The Volkswagen emissions scandal cost the German car company billions of dollars and was a lousy deal for its customers, but further down the chain it resulted in an opportunity for Overland Park engineering company Black & Veatch.
Black & Veatch announced on Thursday it had been picked by Electrify America, a division of Volkswagen, to build and install hundreds of electric vehicle chargers across the United States.
Electrify America came as a result of Volkswagen's 2017 settlement with the Justice Department after the car company was caught developing 590,000 diesel vehicles designed to dodge and cheat emissions tests. Volkswagen paid a $2.8 billion criminal penalty and a $1.5 billion civil settlement.
Volkswagen also committed, through Electrify America, to invest $2 billion over 10 years in zero-emission vehicle infrastructure. That includes 2,000 chargers at 484 sites spread across 39 states.
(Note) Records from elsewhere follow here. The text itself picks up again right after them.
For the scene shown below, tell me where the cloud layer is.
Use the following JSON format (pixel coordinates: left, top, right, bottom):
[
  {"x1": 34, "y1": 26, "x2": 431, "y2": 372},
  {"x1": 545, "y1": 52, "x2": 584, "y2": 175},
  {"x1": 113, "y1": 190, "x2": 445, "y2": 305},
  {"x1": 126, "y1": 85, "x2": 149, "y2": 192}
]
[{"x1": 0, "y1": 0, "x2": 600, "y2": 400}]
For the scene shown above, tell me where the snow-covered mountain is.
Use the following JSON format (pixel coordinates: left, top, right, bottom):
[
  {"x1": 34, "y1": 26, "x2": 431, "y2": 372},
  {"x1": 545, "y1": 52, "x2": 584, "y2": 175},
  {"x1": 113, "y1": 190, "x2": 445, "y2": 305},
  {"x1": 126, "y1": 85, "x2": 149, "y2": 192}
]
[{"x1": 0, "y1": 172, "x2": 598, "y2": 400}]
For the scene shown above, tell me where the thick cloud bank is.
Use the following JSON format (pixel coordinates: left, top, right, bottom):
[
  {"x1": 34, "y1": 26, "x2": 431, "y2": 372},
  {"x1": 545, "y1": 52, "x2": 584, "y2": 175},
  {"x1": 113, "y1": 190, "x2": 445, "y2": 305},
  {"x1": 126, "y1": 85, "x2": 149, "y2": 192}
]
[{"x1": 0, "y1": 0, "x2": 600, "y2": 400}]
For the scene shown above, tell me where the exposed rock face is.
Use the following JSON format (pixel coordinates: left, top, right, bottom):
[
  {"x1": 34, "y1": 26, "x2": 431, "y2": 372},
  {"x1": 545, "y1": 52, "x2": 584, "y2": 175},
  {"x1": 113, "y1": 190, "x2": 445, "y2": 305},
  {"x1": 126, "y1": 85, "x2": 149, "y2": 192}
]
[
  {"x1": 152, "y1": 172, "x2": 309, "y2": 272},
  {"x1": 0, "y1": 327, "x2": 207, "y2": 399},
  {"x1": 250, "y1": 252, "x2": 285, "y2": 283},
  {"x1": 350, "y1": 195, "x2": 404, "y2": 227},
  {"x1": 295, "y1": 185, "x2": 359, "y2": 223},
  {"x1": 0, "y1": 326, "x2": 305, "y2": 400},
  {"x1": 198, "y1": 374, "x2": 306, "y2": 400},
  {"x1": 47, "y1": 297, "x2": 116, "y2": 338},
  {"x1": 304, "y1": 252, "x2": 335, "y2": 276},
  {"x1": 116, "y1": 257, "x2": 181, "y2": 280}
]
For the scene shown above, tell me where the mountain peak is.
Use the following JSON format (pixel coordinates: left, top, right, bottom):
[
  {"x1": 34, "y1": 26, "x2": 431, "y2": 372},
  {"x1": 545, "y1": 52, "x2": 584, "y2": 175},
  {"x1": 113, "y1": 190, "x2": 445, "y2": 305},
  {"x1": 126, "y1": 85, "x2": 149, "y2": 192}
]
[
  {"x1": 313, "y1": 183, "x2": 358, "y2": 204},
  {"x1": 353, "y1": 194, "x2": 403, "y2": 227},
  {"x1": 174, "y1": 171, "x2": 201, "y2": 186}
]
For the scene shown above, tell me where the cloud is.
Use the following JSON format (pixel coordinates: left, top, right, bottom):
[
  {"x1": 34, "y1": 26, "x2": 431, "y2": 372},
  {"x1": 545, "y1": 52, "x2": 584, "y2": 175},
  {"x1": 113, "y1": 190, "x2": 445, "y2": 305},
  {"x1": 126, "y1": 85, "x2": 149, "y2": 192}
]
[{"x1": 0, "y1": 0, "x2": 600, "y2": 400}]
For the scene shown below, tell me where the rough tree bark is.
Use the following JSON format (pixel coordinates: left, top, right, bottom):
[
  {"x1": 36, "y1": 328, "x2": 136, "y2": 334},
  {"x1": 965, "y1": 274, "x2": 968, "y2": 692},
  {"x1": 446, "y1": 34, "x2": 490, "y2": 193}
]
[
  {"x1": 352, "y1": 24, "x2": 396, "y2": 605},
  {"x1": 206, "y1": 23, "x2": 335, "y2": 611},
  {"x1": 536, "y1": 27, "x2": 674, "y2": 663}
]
Black & Veatch is one of two companies that will help the Reston, Va.-based unit of Volkswagen with engineering, permitting and construction of electric vehicle charging sites. Within a year, those charging stations will be operating or under construction.
"Our approach to zero-emissions vehicle infrastructure means we can work on multiple sites concurrently and efficiently, providing greater speed to market," said Dean Siegrist, associate vice president of Black & Veatch's transformative technologies business. "The results are project efficiency for Electrify America and greater options for EV drivers."
The Black & Veatch chargers will be 150- to 350-kilowatt devices, which are expected to charge electric vehicles up to seven times faster than standard 50-kilowatt chargers.